In recognition of his contributions to the management profession Holden was awarded the Henry Laurence Gantt Medal in 1941 by the Academy of Management and the ASME. In 1975 former students, friends and business established the Paul E. Holden Endowed Professorship in Management at Stanford.

== Reception ==
Holden made an impression on a number of American captains of industry, and politicians. One of them was David Packard, who in a 1952 interview recalled Holden's views on management. He told the reporter:
"Somehow, we got into a discussion of the responsibility of management... Holden made the point that management’s responsibility is to the shareholders -- that’s the end of it. And I objected. I said, ‘I think you’re absolutely wrong. Management has a responsibility to its employees, it has a responsibility to its customers, it has a responsibility to the community at large.’ And they almost laughed me out of the room."
Holden had shared this opinion on a 1942 Stanford conference on wartime production. Contributions from industries like Standard Oil and Westinghouse Electric and Westinghouse Electric under the presidency by Holden, who was considered the major management guru of the day.

One of Holden's more notable students was the Republican politician. Victor Veysey, who did his PhD work at Stanford and became Holden's assistant. In a 1993-94 interview he shared the following memory of that time:
"I got a teaching assistantship with Professor Paul Holden, who was the outstanding teacher in industrial management at Stanford Business School. That went along pretty well. I was taking a mixture of courses to round out what I didn’t have, which would give me a minor in engineering and a major in industrial management. Then, also, I took quite a few industrial-relations courses at that time with Paul Eliel of their Industrial Relations Center. Paul Holden called two or three of us in one day and said, “Well, I’ve got news for you; I’m going to Washington.” He had been appointed to head up the Materials Allocation Program for the government.
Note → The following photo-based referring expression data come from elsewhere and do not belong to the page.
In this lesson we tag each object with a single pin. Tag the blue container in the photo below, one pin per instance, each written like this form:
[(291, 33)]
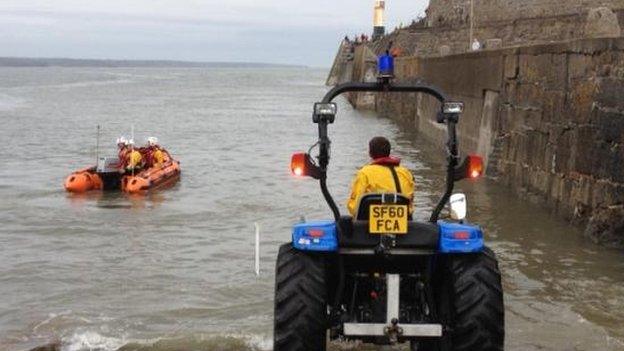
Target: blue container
[(460, 238), (386, 65), (320, 236)]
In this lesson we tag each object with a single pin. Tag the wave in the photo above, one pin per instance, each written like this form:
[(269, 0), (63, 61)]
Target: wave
[(9, 103), (93, 341)]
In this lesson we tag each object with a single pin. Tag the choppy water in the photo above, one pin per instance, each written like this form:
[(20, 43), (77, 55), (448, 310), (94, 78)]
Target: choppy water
[(174, 270)]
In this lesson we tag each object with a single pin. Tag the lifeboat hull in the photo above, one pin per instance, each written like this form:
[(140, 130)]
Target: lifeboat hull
[(151, 178), (83, 180)]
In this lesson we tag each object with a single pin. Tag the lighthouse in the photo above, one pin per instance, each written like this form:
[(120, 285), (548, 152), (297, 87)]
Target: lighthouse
[(379, 29)]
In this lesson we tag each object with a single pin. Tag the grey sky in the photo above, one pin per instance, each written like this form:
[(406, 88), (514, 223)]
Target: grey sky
[(280, 31)]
And he said, “Now, here’s the textbook, and here’s the class, and here’s the roll book, and you’re on.” [Laughter] That was quite a surprise. So I completed teaching Holden’s courses that year."
In return Veysey never completed his dissertation, but went into politics instead.

== Publications ==
- Holden, Paul Eugene, Lounsbury Spaight Fish, and Hubert L. Smith. Top-management organization and control: a research study of the management policies and practices of thirty-one leading industrial corporations. (1941).
- Holden, Paul Eugene, Carlton Anker Pederson, and Gayton E. Germane. Top management. McGraw-Hill Book Company, 1968.